Not so the Herald Sun — take this line from today’s editorial entitled ‘Greens world has dark side’:
‘The new fairies at the bottom of the garden, while fantasising of a world ruled by a benevolent global parliament, have turned into vengeful goblins.’
As Bernard Keane notes today, the Greens taking the balance of power in the Senate accurately reflects the Greens’ vote in that House, in contrast, for example, to Steve Fielding, who secured a spot courtesy of Labor’s failed electoral machinations rather than the support of Victorian electors.
The Green “threat to democracy” the Herald Sun warned about in its bedtime story editorial related to Brown’s commitment that, if a carbon pricing scheme was introduced before the next election, the Greens wouldn’t be voting for its repeal afterward.

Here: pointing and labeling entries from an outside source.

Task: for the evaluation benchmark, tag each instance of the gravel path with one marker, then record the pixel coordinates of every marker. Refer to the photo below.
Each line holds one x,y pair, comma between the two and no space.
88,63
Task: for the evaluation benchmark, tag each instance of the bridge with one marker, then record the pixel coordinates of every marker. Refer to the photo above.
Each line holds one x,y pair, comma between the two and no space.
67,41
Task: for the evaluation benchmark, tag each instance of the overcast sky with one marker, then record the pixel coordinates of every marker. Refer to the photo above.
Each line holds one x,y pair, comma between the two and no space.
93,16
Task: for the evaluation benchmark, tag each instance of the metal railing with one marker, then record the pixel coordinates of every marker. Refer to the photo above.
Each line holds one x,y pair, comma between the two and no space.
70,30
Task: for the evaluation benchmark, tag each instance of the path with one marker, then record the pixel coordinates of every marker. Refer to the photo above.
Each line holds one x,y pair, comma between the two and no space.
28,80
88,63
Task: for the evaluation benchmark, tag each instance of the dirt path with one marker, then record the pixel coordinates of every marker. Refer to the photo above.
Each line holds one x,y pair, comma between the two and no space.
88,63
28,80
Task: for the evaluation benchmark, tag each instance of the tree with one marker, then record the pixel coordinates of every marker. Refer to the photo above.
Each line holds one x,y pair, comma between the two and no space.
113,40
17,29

Far from being anti-democratic, Brown’s commitment reflects the fact that, in blocking any attempt to remove a carbon pricing scheme (in favour, presumably, of the Liberals’ ludicrously expensive and ineffectual ‘direct action’ plan), he would be doing exactly what every single Greens voter wanted.
Perhaps conservative commentators, frothing at the mouth about the Greens, might complain about a “mandate” for the repeal of a carbon pricing scheme. The problem is selectivity. The consternation-in-advance about the Greens not cooperating with Tony Abbott is in dire contrast to the silence — indeed, cheering — that emanated from conservative quarters when first the Liberals, and then Labor, explicitly reneged on their 2007 election commitments to implement an emissions trading scheme.
As Tony Abbott likes to point out, there’s only one MP in the House of Representatives who was elected promising a carbon price, and that’s the Greens’ Adam Bandt. Exactly the same logic would apply after the next election. Then again, News Ltd struggles a bit for logic in its war on the Greens.